Holland's woes are the Canadian capital market's gain, as the Dutch parent of ING Canada move Tuesday to sell control of the property and casualty insurer to public investors.
ING Groep, the Dutch financial services conglomerate, is selling $1.75-billion of shares in its Canadian insurance subsidiary, a deeply discounted sale that comes as the parent struggles to rebuild its balance sheet.
While the terms of this deal are a shock - ING Groep is taking a 22 per cent haircut on the public portion of the sale - the fact that the insurance company is being sold is no surprise. ING Groep has said for some time that home and auto insurance is no longer a core business, and has sold units in other countries.
That led to speculation ING Canada, a leading player with 11 per cent market share in the fragmented P&C sector, could attract a takeover.
However, it's now clear ING Groep couldn't wait for a rival to come knocking. In a deal that resembles Brascan's sale of controlling stakes in John Labatt, Noranda and MacMillan Bloedel a generation back, the Dutch company simply unloaded most of its position with an old-fashioned bought deal, foregoing any takeover premium.
When the dust settles, ING Groep will hold between 8.9 per cent and 13.2 per cent of the Canadian insurer, depending on whether the underwriters choose to exercise their options on stock. And you can pretty much count on that option being used - these shares are flying off the shelf late Tuesday.
CIBC World Markets Inc. and TD Securities will sell $900-million of ING Canada stock at $26.35 a share to public shareholders. That's a 22 per cent discount to the closing price of ING Canada Tuesday on the Toronto Stock Exchange.

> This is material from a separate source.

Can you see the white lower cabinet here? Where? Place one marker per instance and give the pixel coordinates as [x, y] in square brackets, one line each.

Most recent bought deals come at a 6 to 8 per cent discount to the closing price of the stock. ING Groep had to accept less money to get a deal this size done.
In addition, a minimum of $850-million in stock is being sold at $25 each through a private placement, to institutional investors. This lead order is being run by CIBC World Markets and Goldman Sachs, and comes at a 5 per cent discount to the public portion of the deal, and a 26 per cent discount to the closing price.
"With the proposed transactions, for the first time in recent history, a Canadian-listed and controlled company will assume the leadership position in the Canadian home, auto and business insurance industry," said Charles Brindamour, president and CEO of ING Canada. It's entirely possible that ING Canada uses its newfound freedom to begin snapping up rivals, as it is no longer constrained by the strategic and financial issues that dog its former parent.